Frankfurter Allgemeine Zeitung - Rezension
Frankfurter Allgemeine Zeitung | Besprechung von 14.10.2010

Diese armen, armen Hühner
Komplex und abgründig: Die Biographie der Schriftstellerin Elisabeth Langgässer zeigt eine Frau zwischen allen Stühlen

"Wir könnten ruhig 99 Prozent dieser Mädchen in ihre Kindergärten zurückschicken, denn das geistige Niveau der meisten geht nicht über die ,Tante' hinaus. Wenn man doch nur all diese Mädels verheiraten könnte - vielleicht fänden sie dann ihr inneres Gleichgewicht wieder und gäben den Ehrgeiz auf, ,geistige Frauen' zu sein, diese armen, armen Hühner."

Diese dezidierte Ablehnung weiblicher Bildung, dieses Plädoyer für eine Beschränkung der Frau auf ihre traditionelle Rolle stammt nicht aus männlicher Feder, sondern von Elisabeth Langgässer, die in den zwanziger Jahren als Dozentin am Sozialpädagogischen Seminar in Berlin arbeitete und Kindergärtnerinnen unterrichtete. Dass sie als berufstätige Frau, die ihre uneheliche Tochter von anderen erziehen lässt, ihrem eigenen Standpunkt diametral zuwiderhandelt, ist typisch für ihr Leben voller Widersprüche.

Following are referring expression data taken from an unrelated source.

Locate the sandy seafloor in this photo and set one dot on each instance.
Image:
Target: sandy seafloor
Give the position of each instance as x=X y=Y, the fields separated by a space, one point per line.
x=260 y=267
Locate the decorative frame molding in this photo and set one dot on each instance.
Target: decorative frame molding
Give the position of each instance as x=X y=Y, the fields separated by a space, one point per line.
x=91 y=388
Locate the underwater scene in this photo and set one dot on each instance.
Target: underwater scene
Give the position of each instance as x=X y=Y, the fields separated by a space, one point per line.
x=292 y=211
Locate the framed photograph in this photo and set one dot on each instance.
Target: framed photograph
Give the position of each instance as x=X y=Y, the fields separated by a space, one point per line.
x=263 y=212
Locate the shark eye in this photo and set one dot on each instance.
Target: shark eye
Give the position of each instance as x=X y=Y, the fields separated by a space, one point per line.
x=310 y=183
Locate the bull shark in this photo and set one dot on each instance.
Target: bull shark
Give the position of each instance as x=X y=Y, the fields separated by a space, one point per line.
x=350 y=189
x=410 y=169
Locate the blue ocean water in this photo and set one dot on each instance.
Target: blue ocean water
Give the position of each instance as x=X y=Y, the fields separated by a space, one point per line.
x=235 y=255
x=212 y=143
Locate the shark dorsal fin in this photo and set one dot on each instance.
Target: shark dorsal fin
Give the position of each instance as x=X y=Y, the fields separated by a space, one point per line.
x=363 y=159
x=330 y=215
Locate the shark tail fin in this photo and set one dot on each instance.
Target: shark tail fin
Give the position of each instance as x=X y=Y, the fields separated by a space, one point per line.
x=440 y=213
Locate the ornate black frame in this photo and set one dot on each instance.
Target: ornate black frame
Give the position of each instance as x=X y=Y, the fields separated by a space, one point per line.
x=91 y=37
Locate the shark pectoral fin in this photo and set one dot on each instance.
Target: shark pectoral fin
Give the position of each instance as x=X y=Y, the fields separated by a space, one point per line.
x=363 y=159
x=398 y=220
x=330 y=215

Ihre Biographin Sonja Hilzinger zeigt einige Konstanten ihres Lebens und literarischen Werks auf. Prägenden Einfluss gewannen etwa ihre rheinhessische Heimat - Elisabeth Langgässer wurde 1899 in Alzey geboren -, der frühe Tod des Vaters oder ihr entschiedener Katholizismus, der ihr Weltbild bestimmte. Wichtiger aber noch sind ihre Ansichten über die Rolle der Frau und die Verdrängung ihrer jüdischen Herkunft - ihr Vater war erst am Hochzeitstag vom Judentum zum Katholizismus konvertiert. Äußerlich das Leben einer emanzipierten Frau führend, fast schon mit bohemehaften Neigungen, vertritt sie gleichzeitig die Ideale der Mutterschaft und der weiblichen Unterordnung unter den Mann. Sie sehnt sich nach einer Vaterfigur, die zugleich die geistige Stütze ihrer literarischen Arbeit bilden soll, und lebt ihre latenten homoerotischen Neigungen nicht aus. Immer wieder hat sie Gewissensbisse, da sie ihrem weiblichen Ideal selbst so wenig entspricht.

Komplexer und abgründiger ist Elisabeth Langgässers Umgang mit ihren jüdischen Wurzeln. Als überzeugte Katholikin musste sie sich ihnen erst stellen, als es unter den Nationalsozialisten auf einmal auf die Rasse und das Blut und nicht mehr die Religion ankam. Zwar heiratete sie als "Halbjüdin" 1935, kurz vor den Nürnberger Gesetzen, den "Arier" Wilhelm Hoffmann und genoss damit den Schutz einer privilegierten Mischehe, aber ihre älteste Tochter Cordelia, die aus einer kurzen Affäre mit dem Hochschuldozenten Hermann Heller hervorging, galt als "Dreivierteljüdin" und war damit hochgradig gefährdet. Cordelia Edvardsson hat das, was sie in Auschwitz erlebte, später in dem berühmt gewordenen Buch "Gebranntes Kind sucht das Feuer" beschrieben. Es ist beklemmend zu lesen, wie die Mutter Elisabeth Langgässer einerseits alle möglichen Projekte zur Rettung ihrer Tochter verfolgte, aber diese andererseits in die Rolle eines Opfers drängte, das den Rest der Familie vor weiteren Verfolgungen bewahren sollte.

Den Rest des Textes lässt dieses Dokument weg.